The photographer embarked on numerous road trips across the country and photographed what she observed. “I try not to think about how the images will fit together,” she explains, “I just go, and end up with a big box and make little prints, which I shuffle around and think about how they connect visually, temporally, and thematically”. Read together, the images, many of which depict quintessential scenes of American life in exquisite colour — a small, white church nestled on a vast expanse of rolling meadow, a tarmacked street lined with industrial warehouses — are the antithesis of news photography. Shifting between landscape photography and social portraiture, the images are not documents of specific events, instead, they tease out interweaving narratives that span decades and touch on the US’ political history, particularly in the south, along with multiple other issues including identity, racism and immigration.
“In terms of how the images are put together, it is like free association,” says Lê, “finding visual connections but also thematic connections. These days we are bombarded by images — on Instagram and on the Internet. They are often square or very graphic, and you just flip through them very quickly. I am more interested in images that are descriptive — describing a gesture in a way that you have not seen before, or a moment, the light. I want to keep the viewer engaged long enough that they will start being engaged intellectually as well”.

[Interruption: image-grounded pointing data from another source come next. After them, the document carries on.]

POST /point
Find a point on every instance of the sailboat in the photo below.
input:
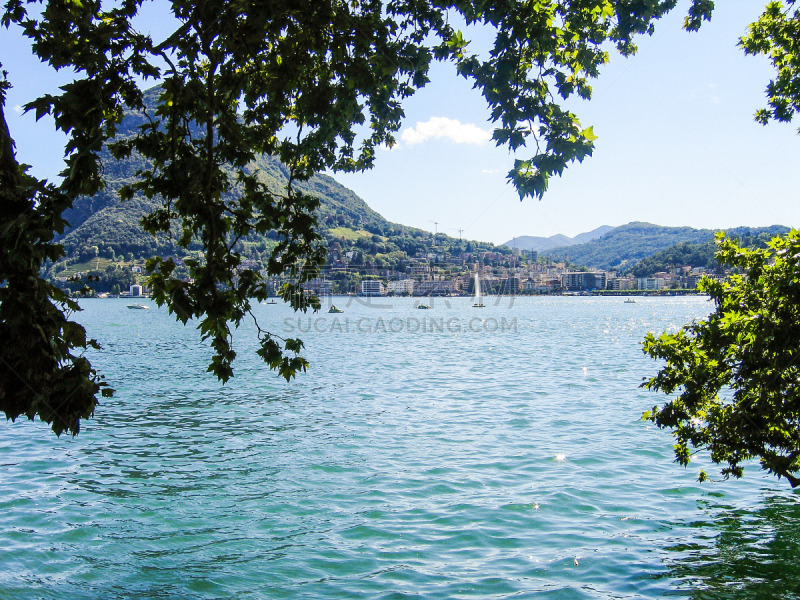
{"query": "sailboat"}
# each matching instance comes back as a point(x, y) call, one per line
point(478, 301)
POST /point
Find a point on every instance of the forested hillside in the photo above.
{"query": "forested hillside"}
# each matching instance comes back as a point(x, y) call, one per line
point(103, 228)
point(627, 245)
point(699, 255)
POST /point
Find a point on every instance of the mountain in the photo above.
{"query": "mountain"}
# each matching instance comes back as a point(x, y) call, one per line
point(102, 226)
point(540, 244)
point(626, 245)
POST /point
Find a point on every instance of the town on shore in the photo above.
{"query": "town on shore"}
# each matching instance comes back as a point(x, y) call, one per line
point(520, 272)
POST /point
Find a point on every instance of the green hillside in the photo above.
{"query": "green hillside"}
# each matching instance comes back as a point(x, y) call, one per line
point(104, 227)
point(627, 245)
point(701, 255)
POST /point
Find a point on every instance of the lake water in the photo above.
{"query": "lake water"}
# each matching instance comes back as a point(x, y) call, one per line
point(449, 453)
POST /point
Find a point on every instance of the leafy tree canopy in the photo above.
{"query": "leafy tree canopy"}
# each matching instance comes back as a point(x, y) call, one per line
point(737, 372)
point(302, 81)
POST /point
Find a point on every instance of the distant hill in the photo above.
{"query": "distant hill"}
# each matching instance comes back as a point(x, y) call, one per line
point(624, 246)
point(540, 244)
point(701, 255)
point(104, 226)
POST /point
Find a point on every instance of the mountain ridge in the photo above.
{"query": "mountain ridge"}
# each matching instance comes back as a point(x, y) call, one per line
point(559, 240)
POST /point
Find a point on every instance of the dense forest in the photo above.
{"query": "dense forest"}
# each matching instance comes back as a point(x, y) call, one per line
point(626, 246)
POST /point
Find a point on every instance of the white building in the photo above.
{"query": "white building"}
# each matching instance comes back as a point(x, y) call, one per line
point(404, 286)
point(371, 287)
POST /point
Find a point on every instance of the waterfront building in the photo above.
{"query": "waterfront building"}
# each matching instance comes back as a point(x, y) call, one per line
point(575, 281)
point(372, 287)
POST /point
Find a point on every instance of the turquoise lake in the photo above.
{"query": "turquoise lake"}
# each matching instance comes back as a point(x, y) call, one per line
point(449, 453)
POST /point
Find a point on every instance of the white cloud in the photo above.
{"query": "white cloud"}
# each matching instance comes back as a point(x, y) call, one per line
point(448, 129)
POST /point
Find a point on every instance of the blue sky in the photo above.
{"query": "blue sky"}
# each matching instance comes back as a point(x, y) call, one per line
point(677, 143)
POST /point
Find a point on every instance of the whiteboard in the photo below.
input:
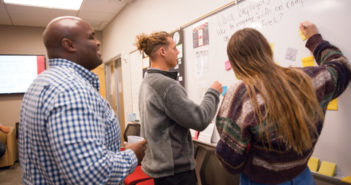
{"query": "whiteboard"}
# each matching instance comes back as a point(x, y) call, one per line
point(205, 55)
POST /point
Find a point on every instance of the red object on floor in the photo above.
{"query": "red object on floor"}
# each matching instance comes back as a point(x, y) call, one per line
point(146, 182)
point(138, 177)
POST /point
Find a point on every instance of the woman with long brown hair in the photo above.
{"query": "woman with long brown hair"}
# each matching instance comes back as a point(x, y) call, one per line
point(270, 121)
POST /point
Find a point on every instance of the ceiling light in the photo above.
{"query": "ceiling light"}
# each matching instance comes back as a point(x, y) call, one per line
point(56, 4)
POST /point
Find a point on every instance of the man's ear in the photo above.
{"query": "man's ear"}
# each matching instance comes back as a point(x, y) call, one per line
point(162, 51)
point(68, 45)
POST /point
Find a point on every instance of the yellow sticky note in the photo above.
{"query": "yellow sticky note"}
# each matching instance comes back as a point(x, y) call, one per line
point(346, 179)
point(307, 61)
point(327, 168)
point(333, 105)
point(302, 35)
point(313, 163)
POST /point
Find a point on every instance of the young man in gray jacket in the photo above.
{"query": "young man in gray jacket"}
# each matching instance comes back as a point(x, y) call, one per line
point(167, 114)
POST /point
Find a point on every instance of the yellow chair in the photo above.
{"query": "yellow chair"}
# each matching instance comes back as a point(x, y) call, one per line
point(9, 140)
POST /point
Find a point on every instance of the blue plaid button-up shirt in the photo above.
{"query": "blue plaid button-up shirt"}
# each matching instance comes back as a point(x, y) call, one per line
point(68, 133)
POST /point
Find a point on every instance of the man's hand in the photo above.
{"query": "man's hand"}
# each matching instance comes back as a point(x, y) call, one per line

And it takes time to unravel the project, which feels as though it contains infinite meanings, revealing its countless historical and contemporary references and the connections between these. “I do not want the pictures existing in a vacuum and that is why historical references are important,” she explains. One image, the only portrait-orientated picture in the series, depicts weather-worn statues of the secessionist generals Robert E. Lee and P.G.T. Beauregard, both generals in the Confederate States Army during the American Civil War, housed in a temporary wooden container at the Homeland Security Storage. The statues represent the dark legacy of slavery and the ongoing issue of racism, which pervade the south, along with the subjects of colonialism, migration, and displacement.
Walt Whitman’s Specimen Days, which Lê came across by chance during her work, provided a point of inspiration. “It gave me a clarification of how to move forward. He was a journalist, so it is almost photographic in the way he talks about and describes moments and events,” she reflects. Written in 1882, the poetic prose is divided into short titled fragments throughout which Whitman blends personal history and current affairs as he remembers the Civil War era. The book’s structure also influenced her: “The fragments made me think about stringing together a series of pictures to say something; the whole evolution is not linear.”
The images should draw us in with their “complicated beauty,” as Lê describes it, explaining the discordance between their aesthetic appeal and the darker, underlying narratives. “I want people to enter into a picture and have a complicated physical experience,” she says. However, the photographer avoids telling us what to think and encourages us to question what we see; to acknowledge the fine line between fiction and truth — mixing images of film sets with references to history, and events unfolding in real-time. The images’ individual titles are significant but Lê keeps them brief to “provide enough information without pushing people to interpret or follow my interpretation”.
The Silent General is ongoing, and Lê will continue developing on it until, at least, the presidential election in November. “We have made progress, but how much progress have we really made,” she muses. “I am not interested in telling people what to think. I want to throw those questions out there.”